Since he can no longer return, there is neither a Chief Rabbi nor a community religious leader. “I am being persecuted without having been tried,” he said, “nor is there any seeming motivation for being deprived of the opportunity to return,” he said in Yiddish, Hebrew and in faltering English.


But there does seem to be a reason, albeit unofficial and unspoken, for the Polish government’s refusal to renew his passport. A student of the Lodz Jewish community who met the Chief Rabbi in Lodz and in New York and spent considerable time talking with him, said that Moreino and Polish authorities had been in dispute over a number of issues.

According to the student, Moreino has been involved over the years in a campaign to have the Polish government pay compensation to the Jewish community for hundreds of buildings which were owned by Jews before World War II but which were declared “heirless” after the war. Moreino feels that compensation for these properties–former schools, hospitals, communal buildings Talmud Torahs — should be paid to its rightful owner to be used as needed to revitalize Jewish education and culture.

According to the student, Moreino has also criticized the Polish government for its insensitivity to Jewish needs, not only for its attitude toward the former Jewish properties but also for its neglect of Jewish cemeteries, many of which are in a state of disrepair.
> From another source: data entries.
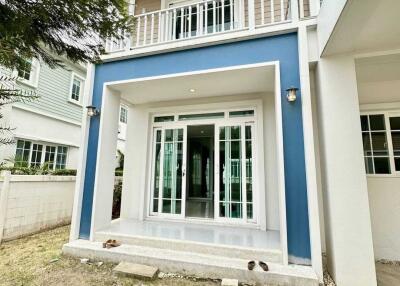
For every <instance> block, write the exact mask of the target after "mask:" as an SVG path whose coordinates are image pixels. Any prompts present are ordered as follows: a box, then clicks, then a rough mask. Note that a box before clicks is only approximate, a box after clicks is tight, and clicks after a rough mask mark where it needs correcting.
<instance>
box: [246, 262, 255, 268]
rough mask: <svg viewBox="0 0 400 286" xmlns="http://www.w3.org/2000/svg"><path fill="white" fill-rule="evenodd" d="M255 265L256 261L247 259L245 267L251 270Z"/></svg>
mask: <svg viewBox="0 0 400 286" xmlns="http://www.w3.org/2000/svg"><path fill="white" fill-rule="evenodd" d="M255 266H256V263H255V262H254V261H253V260H252V261H249V263H247V269H249V270H253V269H254V267H255Z"/></svg>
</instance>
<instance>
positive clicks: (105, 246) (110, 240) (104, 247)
mask: <svg viewBox="0 0 400 286" xmlns="http://www.w3.org/2000/svg"><path fill="white" fill-rule="evenodd" d="M111 242H112V239H108V240H107V241H106V242H103V248H107V245H108V244H109V243H111Z"/></svg>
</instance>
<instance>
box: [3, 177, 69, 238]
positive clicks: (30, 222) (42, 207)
mask: <svg viewBox="0 0 400 286" xmlns="http://www.w3.org/2000/svg"><path fill="white" fill-rule="evenodd" d="M4 180H5V178H4V177H1V178H0V201H1V202H0V206H1V210H0V242H1V237H2V238H3V240H10V239H13V238H17V237H20V236H24V235H27V234H30V233H33V232H37V231H40V230H42V229H46V228H49V227H53V226H57V225H60V224H66V223H69V222H70V221H71V213H72V202H73V196H74V188H75V177H71V176H66V177H61V176H17V175H12V176H10V182H9V184H8V189H6V186H5V183H4Z"/></svg>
Moreino also crossed swords with government bureaucrats. The student cited one small incident:

An official of the state-owned telephone company came to Moreino’s home one morning to tell the rabbi that he would not install a long-awaited phone. Moreino, dressed in the traditional garb of an Orthodox rabbi, stood his ground. He argued with the man in fluent Polish for a few minutes and convinced him to install a phone right there and then.


Earlier this month, New York City Councilman Noach Dear urged Mayor Edward Koch to look into the rabbi’s situation while visiting Poland this week where his parents were born. Dear wrote to Koch pointing out that the refusal of the Polish government to renew Moreino’s passport “is an intolerable discrimination not only in regard to the Chief Rabbi and his Rebbetzin, but also in respect to the entire Jewish population in Poland, deprived of the services of their one and only rabbi in that country.”

New York State Assemblyman Dov Hikind also appealed to Koch to intercede, noting that the rabbi’s plight might be construed by some “as an effort to liquidate the only rabbinate office in Poland.”

Moreino and his supporters in the U.S. have pointed out that the rabbi is asking no more for the Polish Jewish community than that accorded in other East European countries where Jewish communities have their own leaders and spokespersons. Moreino cited Rumania specifically where the Jewish community has a Chief Rabbi and spokesperson in the government, Moses Rosen. After all, Moreino reflected, it’s not too much to ask for.